Just as I expected, kindergarten throws a huge wrench into the family's schedule. I'm not the only new-K mom I know trying to figure it all out, especially with younger siblings with different needs. Many new-K moms also have to deal with their kids being upset or fearful about it, but this is a complete non-issue with Mr. Shrug.
Today, Gabriel's youngest sibling with different needs needed her naps -- and really needed them -- exactly during Gabriel's pickup/dropoff times. Without the CDC, I'd have had to wake her twice, and she'd have been a PITA all day. In fact, her morning naps have even been conflicting with the AM kindergartners' pickup times. There's no way around it. Baby naps and kindergarten don't mix.
In fact, this afternoon, I thought she might hold out until 2:45 so that I could pick up Gabriel directly from school, but at 2:10, not only was she falling apart, so was Julian. It was a mad scramble keeping her happy just long enough to persuade Julian to take a nap, which he did soundly, until we woke him at 6:15pm (!).
I know I'm not the only mom who juggles multiple schedules, but clearly I'm far less competent, selfless and flexible than other moms. I just can't bear the idea of waking up my moderately-high-needs baby, and don't know how to "make" her nap schedule work.
Even if Gabriel were on the AM schedule (8:40am - 12:05pm) and I picked him up every day (after waking Katrina up), then what?
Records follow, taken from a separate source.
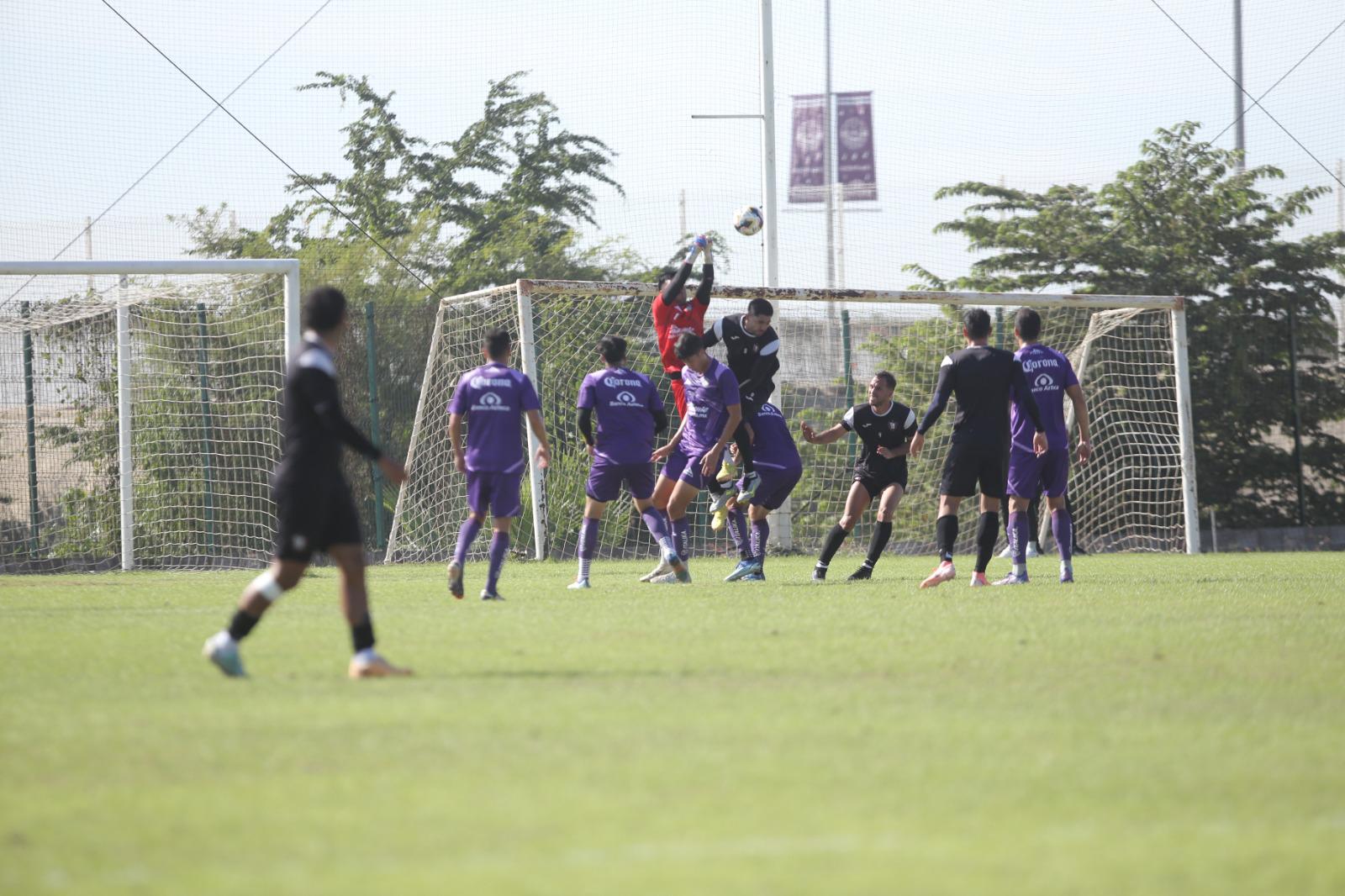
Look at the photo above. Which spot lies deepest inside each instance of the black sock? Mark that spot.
(988, 533)
(831, 546)
(946, 532)
(362, 634)
(881, 533)
(241, 625)
(744, 443)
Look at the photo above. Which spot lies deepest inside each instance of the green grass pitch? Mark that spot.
(1165, 725)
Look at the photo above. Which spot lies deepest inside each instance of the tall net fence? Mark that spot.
(203, 401)
(1127, 498)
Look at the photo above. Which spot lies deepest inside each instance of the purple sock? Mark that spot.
(683, 539)
(739, 529)
(1019, 537)
(658, 526)
(499, 549)
(760, 532)
(466, 535)
(588, 546)
(1063, 528)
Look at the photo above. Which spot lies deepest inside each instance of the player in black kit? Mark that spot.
(981, 378)
(753, 356)
(884, 428)
(314, 506)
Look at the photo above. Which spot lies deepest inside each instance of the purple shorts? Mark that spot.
(494, 494)
(775, 486)
(1028, 472)
(679, 467)
(605, 481)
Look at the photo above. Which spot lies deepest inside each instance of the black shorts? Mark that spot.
(878, 481)
(314, 514)
(972, 465)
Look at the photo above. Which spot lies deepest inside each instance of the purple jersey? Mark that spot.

What would he do all afternoon? I take Katrina grocery-shopping and do little things with her, but the things I'd do with her are hardly great fun for him. Gabriel, of all kids, can amuse himself all afternoon at home, but every afternoon?
And then there's Julian. He doesn't always need a nap, but there are days when he most certainly does. Today was one of them. It'd suck for Gabriel if I'd planned to take him somewhere and had to bail because Julian was being impossible.
Yesterday when I picked Gabriel up at the CDC, he was intently watching a 3rd-grader playing with "Snap Circuits." He was all over it, barely containing himself from taking over, fascinated, thrilled, practically drooling watching this very nice and tolerant 3rd-grader following instructions on putting together circuits (the pieces snap together) and then pushing a button to make a tone or a light go on. Gabriel has pretty much not stopped talking about Snap Circuits since.
Actually, Snap Circuits is a bad example, because that's one thing he can't do at the CDC, and he could do at home if we had them. The CDC has a class of toys that only 3rd-graders-and-up can play with, and this was among them (marked 8+ years old). Nevertheless, the opportunities for play, toys and interaction there far exceed what he can get at home.
I need to find some sort of middle ground. I'm a big believer in home downtime, but that can't be half his day every day either. So for now, as long as Katrina's napping twice a day, and then during her transition to one nap, I think we'll keep him at the CDC before and after school. That said, as Katrina transitions to one nap, I'll start working towards making it end at 2:30, since 2:45 pickups will be a problem for as long as Katrina is napping at all. Which I hope is a long time.
This could all be solved with the lowly school bus, but inexplicably, in one of the most affluent communities in the country, we don't have school buses or lunchrooms.